DevOps is the backbone of modern agile software delivery and IT infrastructure and every business wants a DevOps engineer. DevOps architects and engineers design and implement streamlined software development pipelines to ensure customer-facing web apps have zero downtime and developers are able to deliver high-impact features directly to consumers at high velocity. DevOps is driving the future of information & technology and enabling the business of tomorrow. This cutting edge field merges the disciplines of software development with IT operations and DevOps engineers possess the skill sets of both worlds.
A typical technology cycle at a high level can be encompassed by the three phases Plan → Build → Run.
During the Plan stage product & development teams gather business requirements and start to design, architect and propose the software and application solutions to help solve business challenges and advance business strategy. Considerations are made regarding resources – staff, skills, technology stack – project deadlines and features that deliver value to the business.
After gathering requirements and designing the solution, teams move on to build the solution.
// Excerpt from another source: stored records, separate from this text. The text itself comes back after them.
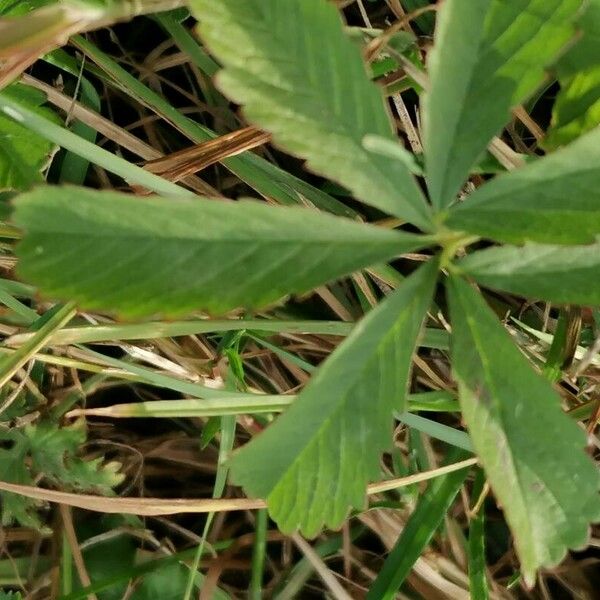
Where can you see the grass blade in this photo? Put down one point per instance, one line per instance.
(418, 532)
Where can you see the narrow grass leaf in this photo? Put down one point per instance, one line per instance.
(419, 530)
(577, 106)
(23, 114)
(266, 178)
(10, 364)
(139, 257)
(476, 549)
(488, 56)
(555, 200)
(315, 461)
(558, 274)
(528, 447)
(302, 78)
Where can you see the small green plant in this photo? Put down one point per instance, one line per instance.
(531, 231)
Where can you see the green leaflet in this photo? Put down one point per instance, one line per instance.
(137, 257)
(315, 461)
(23, 154)
(577, 107)
(532, 452)
(489, 55)
(300, 77)
(553, 200)
(559, 274)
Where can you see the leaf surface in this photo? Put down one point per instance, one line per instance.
(315, 461)
(554, 200)
(144, 256)
(23, 153)
(488, 56)
(300, 77)
(577, 107)
(558, 274)
(533, 453)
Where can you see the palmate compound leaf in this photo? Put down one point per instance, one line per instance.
(489, 55)
(554, 200)
(315, 461)
(144, 256)
(577, 106)
(300, 77)
(533, 454)
(558, 274)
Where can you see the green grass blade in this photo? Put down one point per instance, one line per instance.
(321, 110)
(577, 106)
(418, 531)
(511, 413)
(18, 110)
(315, 461)
(266, 178)
(451, 436)
(11, 363)
(258, 554)
(476, 549)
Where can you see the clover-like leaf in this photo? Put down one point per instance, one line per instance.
(315, 461)
(533, 454)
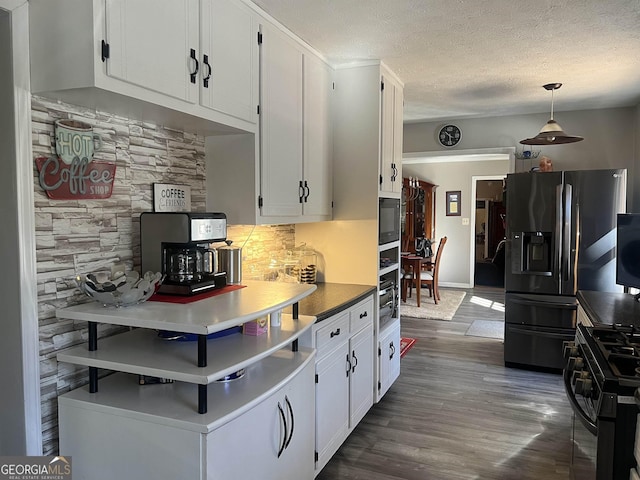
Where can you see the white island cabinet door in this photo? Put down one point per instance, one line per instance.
(229, 77)
(361, 377)
(151, 44)
(271, 441)
(281, 124)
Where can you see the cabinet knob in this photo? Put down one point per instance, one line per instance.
(193, 74)
(205, 80)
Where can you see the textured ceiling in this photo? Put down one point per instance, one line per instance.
(482, 58)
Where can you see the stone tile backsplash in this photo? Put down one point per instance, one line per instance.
(82, 236)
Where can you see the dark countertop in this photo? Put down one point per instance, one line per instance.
(610, 308)
(331, 298)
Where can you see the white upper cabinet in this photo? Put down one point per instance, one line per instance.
(318, 138)
(154, 44)
(282, 186)
(187, 64)
(284, 173)
(296, 149)
(229, 71)
(391, 136)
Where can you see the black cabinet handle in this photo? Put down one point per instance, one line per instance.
(394, 175)
(205, 80)
(286, 399)
(284, 423)
(195, 72)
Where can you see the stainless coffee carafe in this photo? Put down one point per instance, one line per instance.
(190, 264)
(231, 262)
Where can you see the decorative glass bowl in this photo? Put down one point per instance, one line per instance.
(121, 290)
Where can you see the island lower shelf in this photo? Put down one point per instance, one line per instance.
(173, 404)
(141, 351)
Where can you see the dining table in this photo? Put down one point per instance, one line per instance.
(412, 264)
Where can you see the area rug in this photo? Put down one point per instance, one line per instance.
(444, 310)
(486, 329)
(405, 345)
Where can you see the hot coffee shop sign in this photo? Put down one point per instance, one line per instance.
(72, 173)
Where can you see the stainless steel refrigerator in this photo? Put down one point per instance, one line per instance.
(561, 238)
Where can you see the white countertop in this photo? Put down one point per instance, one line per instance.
(205, 316)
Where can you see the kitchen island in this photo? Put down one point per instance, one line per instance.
(132, 431)
(332, 298)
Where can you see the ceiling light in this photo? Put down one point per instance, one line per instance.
(551, 133)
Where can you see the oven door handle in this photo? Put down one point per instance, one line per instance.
(537, 303)
(577, 408)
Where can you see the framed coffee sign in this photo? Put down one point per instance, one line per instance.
(453, 203)
(72, 173)
(171, 198)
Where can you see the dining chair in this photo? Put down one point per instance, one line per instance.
(429, 278)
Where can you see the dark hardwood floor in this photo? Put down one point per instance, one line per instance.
(456, 412)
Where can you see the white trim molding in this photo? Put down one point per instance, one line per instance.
(20, 296)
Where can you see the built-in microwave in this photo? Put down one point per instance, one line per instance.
(389, 220)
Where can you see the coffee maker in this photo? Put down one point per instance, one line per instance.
(177, 244)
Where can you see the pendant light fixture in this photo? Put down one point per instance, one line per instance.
(551, 133)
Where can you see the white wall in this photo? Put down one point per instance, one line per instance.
(610, 139)
(20, 431)
(455, 265)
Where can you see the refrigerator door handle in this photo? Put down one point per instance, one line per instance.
(566, 235)
(559, 230)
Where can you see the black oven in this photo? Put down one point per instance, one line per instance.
(388, 300)
(601, 394)
(388, 220)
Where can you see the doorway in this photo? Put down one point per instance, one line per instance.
(488, 231)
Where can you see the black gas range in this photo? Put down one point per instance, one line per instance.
(601, 378)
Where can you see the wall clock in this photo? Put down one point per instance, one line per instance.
(449, 135)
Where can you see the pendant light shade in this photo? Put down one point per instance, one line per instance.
(551, 133)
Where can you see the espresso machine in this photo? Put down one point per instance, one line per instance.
(177, 244)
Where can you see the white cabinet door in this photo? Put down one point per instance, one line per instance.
(318, 138)
(280, 124)
(273, 440)
(332, 403)
(391, 137)
(361, 376)
(389, 359)
(398, 128)
(155, 44)
(299, 401)
(229, 52)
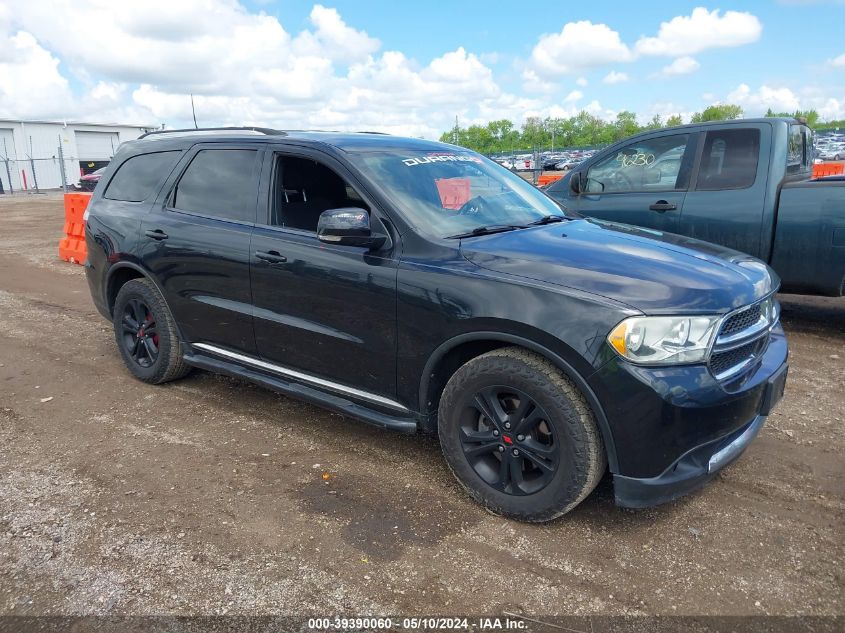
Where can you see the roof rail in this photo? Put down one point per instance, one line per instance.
(262, 130)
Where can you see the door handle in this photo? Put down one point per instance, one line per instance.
(662, 205)
(156, 234)
(272, 257)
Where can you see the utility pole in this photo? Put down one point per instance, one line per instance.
(8, 171)
(194, 112)
(32, 165)
(62, 165)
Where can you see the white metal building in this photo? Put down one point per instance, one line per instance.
(30, 155)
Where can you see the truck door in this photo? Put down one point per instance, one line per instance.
(643, 183)
(725, 203)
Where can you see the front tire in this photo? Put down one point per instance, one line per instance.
(146, 333)
(519, 435)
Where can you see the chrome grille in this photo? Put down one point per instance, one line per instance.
(742, 338)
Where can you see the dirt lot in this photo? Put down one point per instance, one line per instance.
(207, 495)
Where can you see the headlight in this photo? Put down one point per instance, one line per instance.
(664, 340)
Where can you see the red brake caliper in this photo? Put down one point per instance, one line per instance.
(149, 319)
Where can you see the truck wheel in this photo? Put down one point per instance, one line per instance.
(519, 436)
(146, 334)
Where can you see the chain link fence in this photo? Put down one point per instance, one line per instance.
(36, 173)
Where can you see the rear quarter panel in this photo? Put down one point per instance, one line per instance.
(809, 245)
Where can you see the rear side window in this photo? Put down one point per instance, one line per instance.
(219, 183)
(652, 164)
(729, 159)
(799, 155)
(140, 176)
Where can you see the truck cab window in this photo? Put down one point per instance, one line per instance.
(729, 159)
(303, 188)
(653, 164)
(799, 154)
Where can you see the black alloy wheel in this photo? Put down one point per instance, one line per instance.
(140, 336)
(508, 441)
(519, 436)
(146, 333)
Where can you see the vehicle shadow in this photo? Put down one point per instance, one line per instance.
(813, 315)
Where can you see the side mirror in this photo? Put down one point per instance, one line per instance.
(348, 226)
(576, 182)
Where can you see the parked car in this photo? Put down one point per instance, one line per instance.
(832, 152)
(421, 287)
(88, 182)
(743, 184)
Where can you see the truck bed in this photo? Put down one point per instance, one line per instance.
(809, 241)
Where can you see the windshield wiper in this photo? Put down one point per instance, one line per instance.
(487, 230)
(548, 219)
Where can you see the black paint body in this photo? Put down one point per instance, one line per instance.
(394, 322)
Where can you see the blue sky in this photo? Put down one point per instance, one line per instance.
(410, 67)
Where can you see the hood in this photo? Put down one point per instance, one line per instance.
(651, 271)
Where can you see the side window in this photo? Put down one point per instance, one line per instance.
(649, 165)
(303, 188)
(729, 159)
(219, 183)
(799, 149)
(139, 177)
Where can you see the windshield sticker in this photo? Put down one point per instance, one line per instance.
(441, 158)
(454, 192)
(635, 160)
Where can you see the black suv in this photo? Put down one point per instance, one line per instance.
(422, 287)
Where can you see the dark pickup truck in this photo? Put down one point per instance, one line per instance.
(744, 184)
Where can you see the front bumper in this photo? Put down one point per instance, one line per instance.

Development teams translate ideas into code and features are developed. Then the software goes through testing and build steps where the packaged application moves on to the IT Operations team.
In the Run stage the software & application products are released into the production environment where customers directly consume the products. The Operations team ensures the product works as intended with no security flaws and with high availability and scalability.
The teams sit in different stages and there are some demarcations between development and operations teams. Their priorities and modes of working differ due to different objectives. Developers are more inclined to build new features and functionality fast to ship to customers. Operations teams focus on stability, uptime, availability and resiliency of the environment. If developers rapidly produce software but the operations teams are unable to provision the appropriate infrastructures or configure the production environments as quickly, then the new releases will have to wait for all the checks and balances.
DevOps is a collection of approaches, practices and tools helping to resolve these challenges. It helps foster greater integration and collaboration across teams and the software lifecycle. Development and operations’ goals and objectives merge, product responsibilities and accountabilities fall on both teams and there’s a shared vision across teams. It’s not just about the tools or technologies but also about the people and the process.
DevOps engineers help architect software delivery pipelines to lower the barriers between application development and software delivery into production. They do this by leveraging DevOps tools and technologies emphasizing modern cloud technology stacks, microservices architecture and automation.
As organizations mature in their modern tech stack, they will also embrace pillars of DevOps such as cloud, automation and microservices. Done right, organizations can maximize the benefits of DevOps and gain a competitive edge in their business.